Surfing in rough waters is not always as fun as wave riding the “big one”. Similarly, in optimization problems, fitness landscapes with a huge number of local optima make the search for the global ...optimum a hard and generally annoying game. Computational Intelligence optimization metaheuristics use a set of individuals that “surf” across the fitness landscape, sharing and exploiting pieces of information about local fitness values in a joint effort to find out the global optimum. In this context, we designed surF, a novel surrogate modeling technique that leverages the discrete Fourier transform to generate a smoother, and possibly easier to explore, fitness landscape. The rationale behind this idea is that filtering out the high frequencies of the fitness function and keeping only its partial information (i.e., the low frequencies) can actually be beneficial in the optimization process.

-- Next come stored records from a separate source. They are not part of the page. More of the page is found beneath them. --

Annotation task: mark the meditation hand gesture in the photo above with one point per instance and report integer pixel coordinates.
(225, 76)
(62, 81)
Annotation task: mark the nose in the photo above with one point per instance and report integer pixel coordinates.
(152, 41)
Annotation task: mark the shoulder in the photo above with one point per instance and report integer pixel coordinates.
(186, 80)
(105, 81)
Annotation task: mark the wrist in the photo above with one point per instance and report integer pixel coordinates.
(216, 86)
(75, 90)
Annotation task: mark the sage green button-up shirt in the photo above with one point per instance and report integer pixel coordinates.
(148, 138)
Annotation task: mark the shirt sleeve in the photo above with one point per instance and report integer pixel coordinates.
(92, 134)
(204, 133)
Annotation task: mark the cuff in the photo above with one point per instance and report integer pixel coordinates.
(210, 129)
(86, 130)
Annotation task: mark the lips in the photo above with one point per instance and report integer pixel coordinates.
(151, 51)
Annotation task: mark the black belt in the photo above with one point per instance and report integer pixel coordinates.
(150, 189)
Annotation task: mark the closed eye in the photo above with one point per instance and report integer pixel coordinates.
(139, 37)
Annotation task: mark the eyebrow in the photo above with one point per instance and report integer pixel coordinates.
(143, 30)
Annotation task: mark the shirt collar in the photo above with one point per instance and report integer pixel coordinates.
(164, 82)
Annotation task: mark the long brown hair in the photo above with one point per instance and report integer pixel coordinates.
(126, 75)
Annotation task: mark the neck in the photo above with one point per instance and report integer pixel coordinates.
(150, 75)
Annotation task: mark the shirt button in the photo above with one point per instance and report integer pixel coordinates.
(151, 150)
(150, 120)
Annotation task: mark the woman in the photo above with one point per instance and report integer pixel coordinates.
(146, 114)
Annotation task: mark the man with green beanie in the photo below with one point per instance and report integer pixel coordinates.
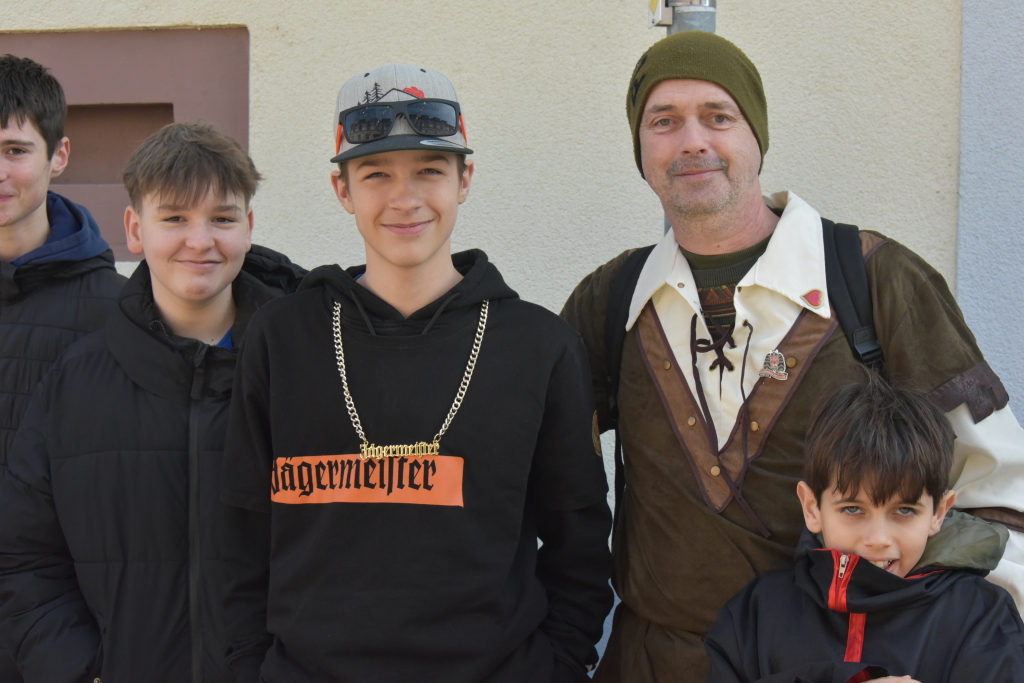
(730, 340)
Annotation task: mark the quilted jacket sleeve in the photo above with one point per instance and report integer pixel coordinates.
(44, 621)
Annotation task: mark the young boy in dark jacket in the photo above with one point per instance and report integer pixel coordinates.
(111, 562)
(403, 433)
(887, 586)
(57, 280)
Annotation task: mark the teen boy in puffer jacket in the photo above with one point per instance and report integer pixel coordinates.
(887, 587)
(111, 563)
(57, 281)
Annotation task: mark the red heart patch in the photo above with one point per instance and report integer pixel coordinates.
(813, 297)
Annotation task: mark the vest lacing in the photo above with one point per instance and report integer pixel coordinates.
(723, 364)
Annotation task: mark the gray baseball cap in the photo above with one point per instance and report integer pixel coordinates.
(396, 83)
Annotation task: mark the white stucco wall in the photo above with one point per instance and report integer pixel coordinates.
(991, 211)
(863, 112)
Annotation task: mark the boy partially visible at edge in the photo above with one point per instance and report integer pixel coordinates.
(402, 434)
(57, 281)
(887, 586)
(111, 562)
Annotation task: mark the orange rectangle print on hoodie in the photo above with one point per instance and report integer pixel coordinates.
(320, 479)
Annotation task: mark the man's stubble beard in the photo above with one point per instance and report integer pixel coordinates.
(690, 207)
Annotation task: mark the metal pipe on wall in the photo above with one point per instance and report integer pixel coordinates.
(692, 15)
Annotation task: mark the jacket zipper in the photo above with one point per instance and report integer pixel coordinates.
(195, 561)
(837, 601)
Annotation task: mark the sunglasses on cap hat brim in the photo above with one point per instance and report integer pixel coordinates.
(428, 117)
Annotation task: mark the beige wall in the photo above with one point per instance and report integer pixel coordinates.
(863, 110)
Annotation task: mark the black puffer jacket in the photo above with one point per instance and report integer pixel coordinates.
(49, 298)
(110, 555)
(836, 619)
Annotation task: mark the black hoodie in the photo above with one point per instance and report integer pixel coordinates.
(111, 548)
(414, 569)
(48, 298)
(837, 619)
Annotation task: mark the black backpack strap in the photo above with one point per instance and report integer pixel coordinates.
(849, 292)
(614, 337)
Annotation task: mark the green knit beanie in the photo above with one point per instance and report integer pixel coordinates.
(702, 56)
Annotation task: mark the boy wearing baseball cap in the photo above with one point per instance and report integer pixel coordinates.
(404, 433)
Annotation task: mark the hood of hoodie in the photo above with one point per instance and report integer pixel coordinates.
(842, 582)
(368, 312)
(73, 248)
(165, 364)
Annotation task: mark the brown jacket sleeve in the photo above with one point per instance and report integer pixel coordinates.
(585, 310)
(924, 336)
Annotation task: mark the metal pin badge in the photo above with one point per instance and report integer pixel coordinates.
(774, 366)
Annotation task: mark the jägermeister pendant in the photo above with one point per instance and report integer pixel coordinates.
(774, 366)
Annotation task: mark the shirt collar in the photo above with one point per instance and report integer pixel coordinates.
(793, 265)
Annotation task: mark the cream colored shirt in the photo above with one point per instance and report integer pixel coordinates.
(988, 457)
(787, 279)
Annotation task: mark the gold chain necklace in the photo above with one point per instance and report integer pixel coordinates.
(420, 449)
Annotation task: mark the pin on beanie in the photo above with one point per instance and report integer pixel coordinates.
(701, 56)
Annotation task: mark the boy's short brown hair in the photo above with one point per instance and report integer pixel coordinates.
(29, 92)
(886, 439)
(182, 162)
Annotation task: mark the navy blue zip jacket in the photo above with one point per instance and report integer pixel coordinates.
(837, 619)
(111, 547)
(49, 297)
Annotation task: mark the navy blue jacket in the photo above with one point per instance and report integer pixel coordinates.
(48, 298)
(837, 619)
(111, 548)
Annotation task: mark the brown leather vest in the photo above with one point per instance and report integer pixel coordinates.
(720, 472)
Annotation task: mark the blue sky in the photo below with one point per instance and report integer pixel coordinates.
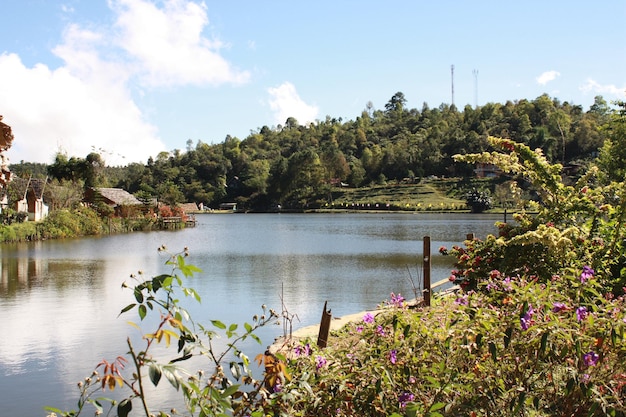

We prove our theory by combining surF with a settings free variant of Particle Swarm Optimization (PSO) based on Fuzzy Logic, called Fuzzy Self-Tuning PSO. Specifically, we introduce a new algorithm, named F3ST-PSO, which performs a preliminary exploration on the surrogate model followed by a second optimization using the actual fitness function. We show that F3ST-PSO can lead to improved performances, notably using the same budget of fitness evaluations.